As the common enemy called "customer" united all developers, Scrum thrived.
The rebellious attitude introduced with Scrum appeals to many developers, and I don't mean any disrespect to developers. I am a developer and often I am my own customer, or in Scrum terminology, I am my own product owner and I suffer from changing priorities and requirements all the time. It's part of usable software.
In many organizations these days, development projects are done with the Scrum manifesto in one hand and a sincere lack of documentation in the other.Here lies already a big problem, namely the fact that in these organizations people, even Scrum zealots, still talk about projects. In and by itself it is impossible to do projects using Scrum. The very notion of projects is preposterous, but that'll be covered in another post sometime.
These enterprises have introduced Scrum in their software development projects and those organizations that are a bit more mature have introduced DevOps, which is the second stage in Scrum-olution if you ask me.
Havoc is wrecked when a Scrum team is developing software, functionality that depends on the deliverable of another Scrum team. How are sprints aligned? How are interfaces co-developed, how are release dates, even in continuous delivery situations, coordinated? Scrum, nor DevOps, can answer these questions. The reason for this is that the scope of Scrum was never intended to go beyond the activities of the Scrum team. Inter-scrum-communication is, well not existent.
Of course it exists, because it happens all the time. Initiatives like meta-scrums, meta-sprints and meta-other-Scrum-buzzwords are popping up all over the place.
The fact is that once you look beyond the scope of sprints and epics and what the Product Owner is looking at from a back log perspective, there's not a lot that you
Scrum is, I believe, something that stems from the sport rugby. And if not, than still for the purpose of this post, it does. And where the Scrum teams play the game, it is the architects that define the playing field as well as the rules by which to play. Mind you, Scrum does not equal developer's anarchy. It allows for the freedom of the team, if suitable, to apply a pragmatic approach to realizing the product owner's products. But the freedom is within the limitations set forth by the architect in terms of policies, principles and standards. Because of the architect, features integrate and systems can communicate. But more importantly, it is architecture that allows for cohesion and consistency between different applications and services, thus ensuring for example compliance to laws and regulations. Especially in environments that are predominantly based around SOA (WS* and REST both), it is imperative that policies and standards are defined and adhered to in a consistent and cohesive manner in order to be and stay compliant.

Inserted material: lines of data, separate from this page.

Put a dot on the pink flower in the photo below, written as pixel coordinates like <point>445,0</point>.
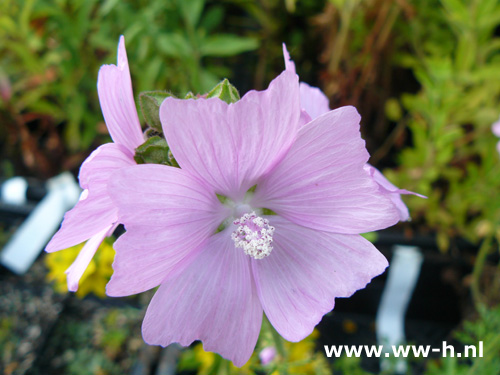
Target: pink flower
<point>495,128</point>
<point>204,234</point>
<point>94,217</point>
<point>314,103</point>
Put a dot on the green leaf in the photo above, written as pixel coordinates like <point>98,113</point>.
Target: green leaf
<point>150,102</point>
<point>225,91</point>
<point>174,45</point>
<point>191,11</point>
<point>154,151</point>
<point>227,45</point>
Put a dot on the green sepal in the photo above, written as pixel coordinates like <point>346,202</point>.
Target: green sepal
<point>154,151</point>
<point>150,102</point>
<point>225,91</point>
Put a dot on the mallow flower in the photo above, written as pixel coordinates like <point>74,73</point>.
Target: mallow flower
<point>264,215</point>
<point>495,128</point>
<point>314,103</point>
<point>94,217</point>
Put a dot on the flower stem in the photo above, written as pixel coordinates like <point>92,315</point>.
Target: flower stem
<point>278,344</point>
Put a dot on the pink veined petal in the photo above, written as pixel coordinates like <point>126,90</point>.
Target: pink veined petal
<point>82,261</point>
<point>213,300</point>
<point>393,192</point>
<point>307,269</point>
<point>289,64</point>
<point>168,215</point>
<point>321,182</point>
<point>313,100</point>
<point>495,128</point>
<point>95,210</point>
<point>114,87</point>
<point>231,146</point>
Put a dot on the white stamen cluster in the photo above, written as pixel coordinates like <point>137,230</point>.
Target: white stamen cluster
<point>254,235</point>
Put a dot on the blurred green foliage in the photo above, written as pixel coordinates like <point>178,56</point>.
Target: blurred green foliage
<point>51,52</point>
<point>455,58</point>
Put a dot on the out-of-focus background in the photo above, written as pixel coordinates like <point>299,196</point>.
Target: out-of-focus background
<point>425,76</point>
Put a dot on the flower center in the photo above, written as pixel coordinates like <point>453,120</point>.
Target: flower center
<point>254,235</point>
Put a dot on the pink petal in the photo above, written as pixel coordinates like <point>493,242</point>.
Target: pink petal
<point>495,128</point>
<point>307,269</point>
<point>393,192</point>
<point>213,300</point>
<point>82,261</point>
<point>321,182</point>
<point>231,146</point>
<point>168,215</point>
<point>313,100</point>
<point>114,87</point>
<point>95,210</point>
<point>289,64</point>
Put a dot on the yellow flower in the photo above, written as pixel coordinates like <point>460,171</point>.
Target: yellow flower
<point>95,277</point>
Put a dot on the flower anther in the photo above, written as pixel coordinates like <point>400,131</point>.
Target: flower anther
<point>254,235</point>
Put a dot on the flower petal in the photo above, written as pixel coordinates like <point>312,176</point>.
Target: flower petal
<point>392,191</point>
<point>307,269</point>
<point>289,64</point>
<point>495,128</point>
<point>168,215</point>
<point>95,210</point>
<point>321,182</point>
<point>230,146</point>
<point>213,300</point>
<point>82,261</point>
<point>313,100</point>
<point>114,87</point>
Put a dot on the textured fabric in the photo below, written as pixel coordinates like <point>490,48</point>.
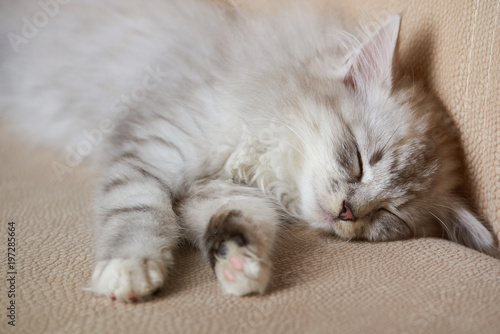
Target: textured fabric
<point>320,285</point>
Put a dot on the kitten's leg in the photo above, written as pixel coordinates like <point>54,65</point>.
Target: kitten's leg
<point>136,231</point>
<point>235,228</point>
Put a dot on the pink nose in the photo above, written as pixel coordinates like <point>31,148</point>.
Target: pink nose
<point>346,213</point>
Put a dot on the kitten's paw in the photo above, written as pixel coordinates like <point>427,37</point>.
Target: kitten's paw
<point>239,270</point>
<point>127,280</point>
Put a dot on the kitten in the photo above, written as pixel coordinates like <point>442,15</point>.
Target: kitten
<point>225,123</point>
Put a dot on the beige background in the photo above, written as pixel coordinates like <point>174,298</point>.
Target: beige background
<point>320,285</point>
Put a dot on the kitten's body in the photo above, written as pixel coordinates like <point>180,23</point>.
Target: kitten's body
<point>227,101</point>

This becomes very apparent when principles like:
- "One Version of the Truth"
- "Re-use of business logic"
- "Role based Access Control"
Are to be followed. Without an architecture framework, it becomes extremely expensive from a governance point of view for an organization to enforce or even ensure adherence.
Do you need an architect in a Scrum team? Probably not as long as you've got one or two members in your team that are taking care of the relevant design work, whether or not implicit to the Sprints deliverables. But in the bigger picture, there is definite need for an architect, especially when you not only want your development teams to be agile, and capable of adjusting to the whims of the product owner but also your whole business to be agile and capable of adjusting to market demands.
Thus, unless you want to keep Scrum to be Waterfall's baby brother for ever and ever, you need to mature your agility and that is only possible by applying architecture and involve architects. But not so much within Scrum teams, but across these teams.